Africa-Press. Une organisation a déclaré que les Émirats avaient formé des mercenaires colombiens avant de les envoyer combattre aux côtés d’un groupe paramilitaire notoire dans la guerre dévastatrice au Soudan.
« Le recrutement de contractuels militaires colombiens ajoute à un ensemble croissant de preuves que les Émirats fournissent un soutien militaire aux Forces de soutien rapide, qui ont commis à plusieurs reprises des atrocités au Soudan », a déclaré une responsable d’une organisation.
L’organisation a mentionné que des centaines de mercenaires colombiens avaient été formés par des Émiratis dans une base militaire dans la région d’Al Dhafra, située à environ 250 kilomètres à l’ouest de la capitale émiratie, Abou Dhabi, et dans une autre installation à Abou Dhabi, avant d’être déployés au Soudan pour combattre aux côtés des Forces de soutien rapide.
Elle a rapporté qu’un mercenaire colombien, dont le nom n’a pas été divulgué, avait déclaré avoir formé des recrues des Forces de soutien rapide dans des camps autour de Nyala, la capitale de la région du Sud-Darfour, en avril de l’année dernière. Selon le mercenaire, de nombreux recrues étaient des « enfants ».
Un rapport d’un groupe d’experts des Nations Unies, présenté au Conseil de sécurité international en septembre, a indiqué que des mercenaires colombiens avaient combattu dans plusieurs régions du Soudan, y compris à Khartoum, dans la ville voisine d’Omdurman, et dans les régions du Darfour et du Kordofan, entre autres.
Les experts ont précisé que les rôles des mercenaires comprenaient l’exploitation de drones des Forces de soutien rapide, l’artillerie, les véhicules blindés, ainsi que la participation à des attaques directes.

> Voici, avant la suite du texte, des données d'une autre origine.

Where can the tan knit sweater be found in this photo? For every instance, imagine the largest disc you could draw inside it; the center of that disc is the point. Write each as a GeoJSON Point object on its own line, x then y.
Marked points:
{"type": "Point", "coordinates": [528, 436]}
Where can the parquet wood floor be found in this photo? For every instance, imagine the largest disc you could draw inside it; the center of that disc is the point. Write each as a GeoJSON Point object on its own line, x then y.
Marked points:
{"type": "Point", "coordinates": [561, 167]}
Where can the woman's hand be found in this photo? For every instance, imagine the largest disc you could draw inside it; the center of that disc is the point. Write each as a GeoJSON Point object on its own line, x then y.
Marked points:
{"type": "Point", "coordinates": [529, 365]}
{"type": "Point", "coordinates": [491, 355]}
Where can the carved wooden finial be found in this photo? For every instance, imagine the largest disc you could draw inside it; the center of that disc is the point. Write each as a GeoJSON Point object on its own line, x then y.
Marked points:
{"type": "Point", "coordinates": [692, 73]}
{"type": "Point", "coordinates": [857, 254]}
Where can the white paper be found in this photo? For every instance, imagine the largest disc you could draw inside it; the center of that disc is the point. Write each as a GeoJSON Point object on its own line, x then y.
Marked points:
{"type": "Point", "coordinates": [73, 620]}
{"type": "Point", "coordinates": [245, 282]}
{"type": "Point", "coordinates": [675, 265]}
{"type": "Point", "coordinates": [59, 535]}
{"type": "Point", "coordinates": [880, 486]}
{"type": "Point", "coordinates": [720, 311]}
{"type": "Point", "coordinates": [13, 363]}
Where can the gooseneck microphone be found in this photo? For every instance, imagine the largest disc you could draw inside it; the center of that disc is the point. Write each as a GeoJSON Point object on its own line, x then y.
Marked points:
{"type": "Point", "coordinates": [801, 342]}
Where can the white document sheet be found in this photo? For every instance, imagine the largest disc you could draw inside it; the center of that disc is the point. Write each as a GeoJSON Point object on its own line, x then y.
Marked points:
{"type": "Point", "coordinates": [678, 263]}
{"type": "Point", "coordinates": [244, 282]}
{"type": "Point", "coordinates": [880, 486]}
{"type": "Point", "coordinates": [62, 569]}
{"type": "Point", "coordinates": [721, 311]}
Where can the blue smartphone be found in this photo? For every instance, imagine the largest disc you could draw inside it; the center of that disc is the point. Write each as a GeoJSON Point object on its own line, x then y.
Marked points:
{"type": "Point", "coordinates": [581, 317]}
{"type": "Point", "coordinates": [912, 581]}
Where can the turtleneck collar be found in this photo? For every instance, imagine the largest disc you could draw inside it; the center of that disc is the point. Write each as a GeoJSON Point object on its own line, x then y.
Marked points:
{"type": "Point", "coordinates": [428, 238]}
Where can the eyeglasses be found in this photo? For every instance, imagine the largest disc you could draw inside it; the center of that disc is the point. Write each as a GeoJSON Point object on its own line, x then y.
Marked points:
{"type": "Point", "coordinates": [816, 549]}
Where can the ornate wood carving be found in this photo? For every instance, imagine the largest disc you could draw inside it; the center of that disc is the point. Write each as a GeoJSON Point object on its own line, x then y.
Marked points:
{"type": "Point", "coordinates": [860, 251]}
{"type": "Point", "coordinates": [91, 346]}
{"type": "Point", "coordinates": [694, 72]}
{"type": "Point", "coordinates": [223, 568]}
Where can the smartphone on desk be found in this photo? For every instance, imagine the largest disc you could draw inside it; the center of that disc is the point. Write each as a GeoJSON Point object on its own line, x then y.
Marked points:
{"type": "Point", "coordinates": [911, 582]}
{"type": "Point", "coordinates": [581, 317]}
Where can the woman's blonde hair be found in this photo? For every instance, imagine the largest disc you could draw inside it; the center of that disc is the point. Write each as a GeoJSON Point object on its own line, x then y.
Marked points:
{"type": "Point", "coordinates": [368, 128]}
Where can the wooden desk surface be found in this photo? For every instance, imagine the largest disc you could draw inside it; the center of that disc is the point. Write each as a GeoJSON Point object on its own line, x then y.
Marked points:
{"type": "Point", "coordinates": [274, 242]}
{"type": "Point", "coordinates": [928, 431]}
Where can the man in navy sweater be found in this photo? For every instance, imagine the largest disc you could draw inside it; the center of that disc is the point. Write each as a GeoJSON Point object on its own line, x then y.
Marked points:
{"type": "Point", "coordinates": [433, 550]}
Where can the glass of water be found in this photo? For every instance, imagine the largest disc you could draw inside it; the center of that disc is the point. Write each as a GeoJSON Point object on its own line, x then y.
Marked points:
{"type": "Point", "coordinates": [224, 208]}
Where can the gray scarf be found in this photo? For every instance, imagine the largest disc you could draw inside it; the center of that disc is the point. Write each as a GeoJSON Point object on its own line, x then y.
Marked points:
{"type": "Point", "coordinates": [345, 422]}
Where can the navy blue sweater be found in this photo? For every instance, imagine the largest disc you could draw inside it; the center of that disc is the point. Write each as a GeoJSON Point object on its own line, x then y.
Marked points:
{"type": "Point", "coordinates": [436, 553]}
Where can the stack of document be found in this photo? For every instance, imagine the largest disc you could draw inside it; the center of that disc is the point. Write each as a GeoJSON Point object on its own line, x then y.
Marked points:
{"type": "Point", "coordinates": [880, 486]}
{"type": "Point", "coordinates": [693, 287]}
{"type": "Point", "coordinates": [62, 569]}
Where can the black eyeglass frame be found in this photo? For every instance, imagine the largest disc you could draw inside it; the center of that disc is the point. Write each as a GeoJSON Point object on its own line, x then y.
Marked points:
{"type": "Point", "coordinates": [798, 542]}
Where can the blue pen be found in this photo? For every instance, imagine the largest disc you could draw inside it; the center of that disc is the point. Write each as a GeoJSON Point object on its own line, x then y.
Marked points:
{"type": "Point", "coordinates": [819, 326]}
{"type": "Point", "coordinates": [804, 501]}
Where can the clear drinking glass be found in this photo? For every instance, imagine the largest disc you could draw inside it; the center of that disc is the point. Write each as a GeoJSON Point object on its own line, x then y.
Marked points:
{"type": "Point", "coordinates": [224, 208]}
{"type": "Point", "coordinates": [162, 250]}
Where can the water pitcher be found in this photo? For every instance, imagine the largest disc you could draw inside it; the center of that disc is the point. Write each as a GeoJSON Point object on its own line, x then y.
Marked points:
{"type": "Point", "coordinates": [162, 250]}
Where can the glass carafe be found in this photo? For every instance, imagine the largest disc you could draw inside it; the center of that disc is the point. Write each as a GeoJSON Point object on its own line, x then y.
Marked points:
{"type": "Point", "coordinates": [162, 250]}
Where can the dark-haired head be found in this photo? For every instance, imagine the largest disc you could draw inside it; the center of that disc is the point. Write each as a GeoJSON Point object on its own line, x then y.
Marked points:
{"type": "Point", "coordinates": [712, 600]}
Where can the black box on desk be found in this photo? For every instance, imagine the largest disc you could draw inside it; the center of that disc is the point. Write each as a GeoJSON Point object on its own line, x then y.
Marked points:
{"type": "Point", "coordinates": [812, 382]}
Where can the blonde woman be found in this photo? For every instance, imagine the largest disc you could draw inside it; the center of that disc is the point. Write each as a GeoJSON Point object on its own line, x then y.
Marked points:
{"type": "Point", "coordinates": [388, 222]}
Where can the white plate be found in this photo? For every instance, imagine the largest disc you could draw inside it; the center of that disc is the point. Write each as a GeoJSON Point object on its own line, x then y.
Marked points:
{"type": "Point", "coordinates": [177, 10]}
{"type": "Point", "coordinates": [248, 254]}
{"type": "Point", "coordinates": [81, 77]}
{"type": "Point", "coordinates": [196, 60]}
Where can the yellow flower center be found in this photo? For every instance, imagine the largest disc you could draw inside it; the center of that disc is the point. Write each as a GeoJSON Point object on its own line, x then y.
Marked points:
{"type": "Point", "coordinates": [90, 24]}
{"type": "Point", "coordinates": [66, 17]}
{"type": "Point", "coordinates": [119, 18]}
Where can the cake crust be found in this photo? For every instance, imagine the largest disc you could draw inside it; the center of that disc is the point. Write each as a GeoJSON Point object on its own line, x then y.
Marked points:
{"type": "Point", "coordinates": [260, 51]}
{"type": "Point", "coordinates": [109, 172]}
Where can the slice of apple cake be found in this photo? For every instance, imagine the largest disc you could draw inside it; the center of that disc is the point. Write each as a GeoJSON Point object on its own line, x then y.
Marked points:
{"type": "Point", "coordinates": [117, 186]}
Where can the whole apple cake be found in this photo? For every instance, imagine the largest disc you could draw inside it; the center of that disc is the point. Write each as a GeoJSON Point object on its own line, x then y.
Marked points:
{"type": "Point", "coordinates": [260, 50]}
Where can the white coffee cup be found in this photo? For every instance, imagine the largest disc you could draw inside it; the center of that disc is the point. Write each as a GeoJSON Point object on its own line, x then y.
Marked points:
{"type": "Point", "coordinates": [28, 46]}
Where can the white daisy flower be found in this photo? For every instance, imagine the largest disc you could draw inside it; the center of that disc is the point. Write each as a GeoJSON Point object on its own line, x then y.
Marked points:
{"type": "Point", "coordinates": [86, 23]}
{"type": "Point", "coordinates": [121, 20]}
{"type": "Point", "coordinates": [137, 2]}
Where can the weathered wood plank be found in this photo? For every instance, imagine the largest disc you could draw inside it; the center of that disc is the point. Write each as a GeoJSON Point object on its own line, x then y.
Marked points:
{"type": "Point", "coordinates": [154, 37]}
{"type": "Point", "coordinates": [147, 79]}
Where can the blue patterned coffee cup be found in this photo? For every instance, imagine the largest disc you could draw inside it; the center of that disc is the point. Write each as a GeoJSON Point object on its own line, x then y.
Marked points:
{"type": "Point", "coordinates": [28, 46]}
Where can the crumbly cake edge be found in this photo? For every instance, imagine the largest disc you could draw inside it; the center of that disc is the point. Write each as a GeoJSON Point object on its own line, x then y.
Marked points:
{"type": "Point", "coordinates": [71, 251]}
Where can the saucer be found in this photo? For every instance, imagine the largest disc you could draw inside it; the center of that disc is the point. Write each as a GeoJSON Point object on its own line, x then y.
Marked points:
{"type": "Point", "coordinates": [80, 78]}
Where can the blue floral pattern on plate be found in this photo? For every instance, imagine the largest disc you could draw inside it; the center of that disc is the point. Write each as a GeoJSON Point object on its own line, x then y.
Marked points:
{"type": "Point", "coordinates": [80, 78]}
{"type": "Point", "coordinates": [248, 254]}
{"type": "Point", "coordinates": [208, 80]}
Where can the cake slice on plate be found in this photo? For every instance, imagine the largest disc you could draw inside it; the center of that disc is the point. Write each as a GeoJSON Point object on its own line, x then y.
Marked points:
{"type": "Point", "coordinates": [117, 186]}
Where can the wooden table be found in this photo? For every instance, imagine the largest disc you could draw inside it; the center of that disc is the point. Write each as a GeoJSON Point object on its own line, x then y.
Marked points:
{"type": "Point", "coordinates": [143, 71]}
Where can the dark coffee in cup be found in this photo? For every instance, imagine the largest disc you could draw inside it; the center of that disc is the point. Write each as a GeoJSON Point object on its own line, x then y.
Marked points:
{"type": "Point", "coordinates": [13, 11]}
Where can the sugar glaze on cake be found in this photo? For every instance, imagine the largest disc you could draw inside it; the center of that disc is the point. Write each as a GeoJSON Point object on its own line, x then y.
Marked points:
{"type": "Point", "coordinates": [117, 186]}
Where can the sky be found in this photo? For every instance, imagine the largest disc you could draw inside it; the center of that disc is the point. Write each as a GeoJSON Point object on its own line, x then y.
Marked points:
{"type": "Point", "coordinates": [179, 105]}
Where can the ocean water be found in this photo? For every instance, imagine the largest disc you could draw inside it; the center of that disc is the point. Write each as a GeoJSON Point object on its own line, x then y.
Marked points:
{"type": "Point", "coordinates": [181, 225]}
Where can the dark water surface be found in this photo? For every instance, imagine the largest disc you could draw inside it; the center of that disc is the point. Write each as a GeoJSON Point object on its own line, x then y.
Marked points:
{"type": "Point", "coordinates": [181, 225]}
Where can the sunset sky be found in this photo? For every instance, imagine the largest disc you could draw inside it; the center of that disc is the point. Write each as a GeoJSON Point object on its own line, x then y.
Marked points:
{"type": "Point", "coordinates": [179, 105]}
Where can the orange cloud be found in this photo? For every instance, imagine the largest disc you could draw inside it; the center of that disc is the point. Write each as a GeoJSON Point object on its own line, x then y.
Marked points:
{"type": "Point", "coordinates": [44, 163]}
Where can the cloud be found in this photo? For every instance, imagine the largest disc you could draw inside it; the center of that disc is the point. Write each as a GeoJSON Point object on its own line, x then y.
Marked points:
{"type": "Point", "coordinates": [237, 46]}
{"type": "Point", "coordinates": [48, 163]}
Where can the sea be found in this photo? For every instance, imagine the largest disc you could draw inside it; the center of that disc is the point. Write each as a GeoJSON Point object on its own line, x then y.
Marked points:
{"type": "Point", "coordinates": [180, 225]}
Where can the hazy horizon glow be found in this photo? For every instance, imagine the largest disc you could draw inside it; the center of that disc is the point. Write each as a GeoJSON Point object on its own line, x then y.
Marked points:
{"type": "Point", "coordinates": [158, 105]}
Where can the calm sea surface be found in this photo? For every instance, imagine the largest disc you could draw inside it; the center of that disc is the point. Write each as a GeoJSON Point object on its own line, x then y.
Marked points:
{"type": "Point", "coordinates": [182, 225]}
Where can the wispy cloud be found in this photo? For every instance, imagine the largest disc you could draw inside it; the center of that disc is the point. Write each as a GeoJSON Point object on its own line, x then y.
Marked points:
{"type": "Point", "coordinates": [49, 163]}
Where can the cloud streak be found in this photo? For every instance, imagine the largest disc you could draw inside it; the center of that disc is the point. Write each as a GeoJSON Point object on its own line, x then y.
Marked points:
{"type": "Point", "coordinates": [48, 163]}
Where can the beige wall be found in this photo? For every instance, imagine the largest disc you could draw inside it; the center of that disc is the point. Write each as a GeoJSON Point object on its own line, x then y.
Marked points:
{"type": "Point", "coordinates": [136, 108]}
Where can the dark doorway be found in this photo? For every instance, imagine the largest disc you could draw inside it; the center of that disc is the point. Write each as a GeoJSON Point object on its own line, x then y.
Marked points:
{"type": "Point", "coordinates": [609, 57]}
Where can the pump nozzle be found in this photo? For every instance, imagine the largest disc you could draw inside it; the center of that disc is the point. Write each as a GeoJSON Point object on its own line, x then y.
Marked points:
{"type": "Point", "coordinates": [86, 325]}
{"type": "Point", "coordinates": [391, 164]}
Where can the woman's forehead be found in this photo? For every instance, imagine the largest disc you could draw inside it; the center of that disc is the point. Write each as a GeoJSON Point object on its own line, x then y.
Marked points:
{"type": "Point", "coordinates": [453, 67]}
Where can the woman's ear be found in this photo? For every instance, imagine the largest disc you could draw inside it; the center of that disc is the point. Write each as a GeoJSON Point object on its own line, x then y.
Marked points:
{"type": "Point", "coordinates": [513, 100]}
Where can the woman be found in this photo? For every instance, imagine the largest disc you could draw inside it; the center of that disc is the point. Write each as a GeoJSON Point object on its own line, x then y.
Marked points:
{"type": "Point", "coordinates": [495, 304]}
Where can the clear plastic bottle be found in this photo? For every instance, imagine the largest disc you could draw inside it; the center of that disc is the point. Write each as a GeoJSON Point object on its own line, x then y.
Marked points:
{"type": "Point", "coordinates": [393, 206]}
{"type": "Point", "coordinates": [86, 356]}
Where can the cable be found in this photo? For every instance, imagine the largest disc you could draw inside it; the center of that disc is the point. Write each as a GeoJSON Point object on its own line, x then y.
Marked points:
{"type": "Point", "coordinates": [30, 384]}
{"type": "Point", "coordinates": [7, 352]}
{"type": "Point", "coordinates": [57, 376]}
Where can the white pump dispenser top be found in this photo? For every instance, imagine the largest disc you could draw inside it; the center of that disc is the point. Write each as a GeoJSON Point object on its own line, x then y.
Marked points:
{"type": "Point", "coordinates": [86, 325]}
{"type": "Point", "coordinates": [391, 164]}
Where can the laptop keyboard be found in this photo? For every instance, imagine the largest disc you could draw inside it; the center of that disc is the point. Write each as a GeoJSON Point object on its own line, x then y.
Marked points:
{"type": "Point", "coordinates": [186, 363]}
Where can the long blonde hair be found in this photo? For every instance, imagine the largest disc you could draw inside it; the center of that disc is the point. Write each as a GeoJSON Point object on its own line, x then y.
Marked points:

L’organisation a rapporté que les mercenaires avaient été engagés par une société de sécurité privée basée à Abou Dhabi.
Selon les experts des Nations Unies, la société était dirigée par un citoyen émirati. L’organisation a indiqué que les autorités émiraties et la société n’avaient pas répondu à ses demandes de commentaires.
Le rapport a également indiqué que des vidéos montrant des mercenaires, supposés être colombiens, combattant aux côtés des Forces de soutien rapide avaient été vérifiées lors de la prise de la ville de El Fasher au Darfour en octobre, dans une attaque qualifiée par des experts de « caractéristiques de génocide ». Selon les Nations Unies, au moins 6000 personnes ont été tuées en trois jours.
L’organisation de défense des droits a appelé à faire pression sur les Émirats pour qu’ils mettent fin à leur soutien aux Forces de soutien rapide en suspendant la coopération militaire et les ventes d’armes.
Elle a déclaré que d’autres pays devaient cesser d’accepter le déni absolu des Émirats concernant le soutien apporté aux Forces de soutien rapide, qui contredit les faits, et devraient mettre fin à leur impunité pour les crimes de guerre et les crimes contre l’humanité.